When I think about the issues that the Rev. Rosemary Bray McNatt spoke to in the reading from a moment ago—about multiculturalism in our congregations, culture clashes, confused and hurtful conversations, but also having “a lot more humanity to learn about, a lot more practicing to do, with a lot more people than we are used to”—when I think about all this—“practicing what it means to be human in an ever widening circle of humanity”—a poem comes to mind, by Naomi Shihab Nye, entitled “Wandering Around an Albuquerque Airport Terminal”:
After learning my flight was detained 4 hours, I heard the announcement: If anyone in the vicinity of gate 4-A understands any Arabic, please come to the gate immediately.
Well — one pauses these days. Gate 4-A was my own gate. I went there. An older woman in full traditional Palestinian dress, just like my grandma wore, was crumpled to the floor, wailing loudly. Help, said the flight service person. Talk to her. What is her problem? We told her the flight was going to be four hours late and she did this.
I put my arm around her and spoke to her haltingly. Shu dow-a, shu-biduck habibti, stani stani schway, min fadlick, sho bit se-wee? The minute she heard any words she knew — however poorly used – she stopped crying. She thought our flight had been cancelled entirely. She needed to be in El Paso for some major medical treatment the following day. I said, No, no, we’re fine, you’ll get there, just late, who is picking you up? Let’s call him and tell him.
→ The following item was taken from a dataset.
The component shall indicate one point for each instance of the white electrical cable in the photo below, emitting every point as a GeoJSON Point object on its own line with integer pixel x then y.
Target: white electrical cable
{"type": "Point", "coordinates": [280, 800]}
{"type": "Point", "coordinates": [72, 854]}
We called her son and I spoke with him in English. I told him I would stay with his mother till we got on the plane and would ride next to her. She talked to him. Then we called her other sons just for the fun of it. Then we called my dad and he and she spoke for a while in Arabic and found out, of course, they had ten shared friends. Then I thought, just for the heck of it, why not call some Palestinian poets I know and let them chat with her. This all took up about 2 hours. She was laughing a lot by then. Telling about her life. Answering questions.
She had pulled a sack of homemade mamool cookies — little powdered sugar crumbly mounds stuffed with dates and nuts — out of her bag — and was offering them to all the women at the gate. To my amazement, not a single woman declined one. It was like a sacrament. The traveler from Argentina, the traveler from California, the lovely woman from Laredo — we were all covered with the same powdered sugar. And smiling. There are no better cookies.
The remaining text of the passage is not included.